For many years, scientists have held that short-term memories don't suddenly disappear, but grow gradually more imprecise over the course of several seconds. However, a new study has found just the opposite.
In the study, researchers at the University of California, Davis, found that their subjects retained temporary memories of an object's colour or shape for at least four seconds.
After that, the memories began to wink out like streetlights at daybreak, remaining quite accurate until they suddenly disappeared.
To test the accuracy of short-term visual memory, Weiwei Zhang, a postdoctoral scholar, and Steve Luck, a professor of psychology, both at the UC Davis Center for Mind and Brain, devised a pair of tests, both of which could separately measure two things: the accuracy of a short-term memory and the probability that the memory still existed. Each test was given to 12 adults.

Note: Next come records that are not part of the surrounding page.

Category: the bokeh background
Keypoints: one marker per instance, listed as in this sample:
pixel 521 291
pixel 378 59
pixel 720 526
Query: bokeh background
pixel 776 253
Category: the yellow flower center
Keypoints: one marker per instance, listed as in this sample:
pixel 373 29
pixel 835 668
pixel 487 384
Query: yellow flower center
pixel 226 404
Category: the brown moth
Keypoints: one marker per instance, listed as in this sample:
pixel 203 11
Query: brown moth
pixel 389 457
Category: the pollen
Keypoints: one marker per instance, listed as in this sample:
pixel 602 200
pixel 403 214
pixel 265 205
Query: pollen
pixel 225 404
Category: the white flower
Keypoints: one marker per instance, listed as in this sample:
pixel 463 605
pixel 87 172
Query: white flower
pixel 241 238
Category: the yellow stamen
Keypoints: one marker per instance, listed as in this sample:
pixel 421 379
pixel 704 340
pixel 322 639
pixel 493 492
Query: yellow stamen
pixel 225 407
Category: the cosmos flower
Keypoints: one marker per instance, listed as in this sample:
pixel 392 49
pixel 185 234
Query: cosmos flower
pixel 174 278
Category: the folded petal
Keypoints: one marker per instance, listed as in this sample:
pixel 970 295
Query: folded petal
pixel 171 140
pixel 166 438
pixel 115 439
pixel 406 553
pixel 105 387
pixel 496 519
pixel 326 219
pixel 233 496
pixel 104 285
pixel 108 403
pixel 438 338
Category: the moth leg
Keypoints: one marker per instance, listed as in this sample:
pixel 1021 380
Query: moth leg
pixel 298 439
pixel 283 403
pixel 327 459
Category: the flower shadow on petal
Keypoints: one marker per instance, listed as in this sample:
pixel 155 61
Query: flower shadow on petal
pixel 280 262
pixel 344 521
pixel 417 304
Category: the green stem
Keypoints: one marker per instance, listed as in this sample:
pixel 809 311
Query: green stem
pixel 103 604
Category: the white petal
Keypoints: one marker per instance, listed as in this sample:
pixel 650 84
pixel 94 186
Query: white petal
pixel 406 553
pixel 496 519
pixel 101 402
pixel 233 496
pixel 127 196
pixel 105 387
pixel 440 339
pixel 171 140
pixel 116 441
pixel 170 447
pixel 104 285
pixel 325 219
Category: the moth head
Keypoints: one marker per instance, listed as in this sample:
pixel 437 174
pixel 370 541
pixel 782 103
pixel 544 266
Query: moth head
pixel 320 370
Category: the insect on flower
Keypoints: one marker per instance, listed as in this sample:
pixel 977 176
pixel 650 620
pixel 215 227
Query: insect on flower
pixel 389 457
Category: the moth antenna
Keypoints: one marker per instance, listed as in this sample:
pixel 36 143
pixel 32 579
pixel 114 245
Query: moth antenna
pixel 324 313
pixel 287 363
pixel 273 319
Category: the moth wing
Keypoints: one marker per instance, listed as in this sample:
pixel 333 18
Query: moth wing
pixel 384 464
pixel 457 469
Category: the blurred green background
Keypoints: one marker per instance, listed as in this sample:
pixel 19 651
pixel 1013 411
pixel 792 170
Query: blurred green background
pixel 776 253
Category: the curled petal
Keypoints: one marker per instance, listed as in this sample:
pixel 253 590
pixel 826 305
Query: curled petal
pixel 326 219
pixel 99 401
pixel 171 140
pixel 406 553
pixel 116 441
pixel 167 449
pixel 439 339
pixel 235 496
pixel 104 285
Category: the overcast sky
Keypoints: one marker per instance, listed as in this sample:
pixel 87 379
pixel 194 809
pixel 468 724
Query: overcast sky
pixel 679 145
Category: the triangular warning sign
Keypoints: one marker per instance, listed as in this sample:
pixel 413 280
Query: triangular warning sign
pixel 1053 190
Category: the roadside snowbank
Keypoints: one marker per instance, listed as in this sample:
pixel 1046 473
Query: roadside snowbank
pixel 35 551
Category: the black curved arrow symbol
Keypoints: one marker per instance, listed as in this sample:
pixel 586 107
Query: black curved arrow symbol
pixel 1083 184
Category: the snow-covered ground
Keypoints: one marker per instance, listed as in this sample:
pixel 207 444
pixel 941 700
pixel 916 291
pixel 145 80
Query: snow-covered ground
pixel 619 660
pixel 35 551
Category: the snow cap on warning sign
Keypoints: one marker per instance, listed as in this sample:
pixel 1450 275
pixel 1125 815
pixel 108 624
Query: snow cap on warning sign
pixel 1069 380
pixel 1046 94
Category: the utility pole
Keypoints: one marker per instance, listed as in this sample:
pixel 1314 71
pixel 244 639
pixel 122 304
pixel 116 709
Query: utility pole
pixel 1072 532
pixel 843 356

In the first test, three squares - each with a different colour fill - flashed for a tenth of a second on a computer screen. After an interval of one, four or 10 seconds a wheel showing the entire spectrum of colours appeared on the screen.
The three squares also reappeared, only now they were colourless and one of them was highlighted. Subjects were asked to recall the colour of the highlighted square and click on the area of the wheel that most closely matched it. Each subject repeated this test 150 times for each of the three memory retention intervals.
When subjects retained a memory of the colour, they clicked very close to it on the wheel - the distance between the click and the actual colour indicating the accuracy of the memory. When colour had disappeared from memory, however, subjects clicked at random on the wheel.
The second test was similar to the first, but used shapes instead of colours.
Luck said that the study revealed that subjects 'either had the memory or didn't have the memory and the probability of having it decreased between four and ten seconds. The memories did not gradually fade away.'
The finding provides insight into the underlying mechanisms behind memory formation and retention.
"The memories are not like flashlights that get progressively weaker as the battery runs low. They are more like a laptop computer that continues working at the same speed until it suddenly shuts down," Luck said.
The study has been published in the April issue of the journal Psychological Science.